BC6.50±0.66a76.2±0.43a22.5±1.37a1.51±0.08a1.18±0.04a

FTFRC6.20±0.25a75.9±0.52ab22.8±1.65a1.40±0.04b1.11±0.08b

CFRC6.10±0.43a75.8±0.52b24.6±1.15b1.20±0.08c1.15±0.05ab

NPFRC6.20±0.43a75.0±0.29c22.7±2.25a1.42±0.10b1.13±0.04b

F2.5725.16.5052.14.96

Pr > F> 0.05< 0.001< 0.05< 0.0001< 0.05

With respect to the fat, three groups different (p < 0.0001) were detected, the highest fat level (1.51%) was recorded by the broiler chicken; whereas the lowest fat level was observed in the crested free range chicken (CFRC) (Table 2). It’s admitted that due to its scavenging and physical effort, the local chicken accumulates less fat. Hence, the rates of fat recorded in our results were caused by the sedentary rearing system adopted in this study. Indeed, as reported by Leclercq (1989), the sedentary rearing leads to significantly fattier animals. In comparison with the Gushi chicken of China studied by Wang et al. (2009), the amount of fat recorded in this study was higher; this superiority was the result of the slaughter age (8 weeks in this research versus 16 weeks for the Gushi chicken), this is consistent with the findings of Grey, Robinson, Jones, Stock, and Thomas (1983), who observed a decrease in the amount of fat after eight weeks of age.

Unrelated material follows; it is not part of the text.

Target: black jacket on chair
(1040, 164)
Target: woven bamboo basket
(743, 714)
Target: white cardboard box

Finally, in terms of ash content, 2 groups of chickens different (p < 0.05) were detected (Table 2). The highest content (1.18%) was related to the broiler chicken; while the lower content (1.11%) was that of the feathered tarsus free range chicken. In fine the meat quality results strongly consolidate the results of the PCA.

Conclusion

The findings of this study highlighted the importance of three free-range chickens in terms of meat quality compared to the commercial broiler chicken, under the same rearing conditions. Among the four phenotypes, the “crested” phenotype showed the highest meat quality, and therefore constitutes a promising local breed that may represent an indispensable asset in establishing selection programs, aiming to increase the production of meat of superior quality and improving the food security of the consumer. It could be very interesting to conduct this study on other local poultry breeds whose potentials are poorly known.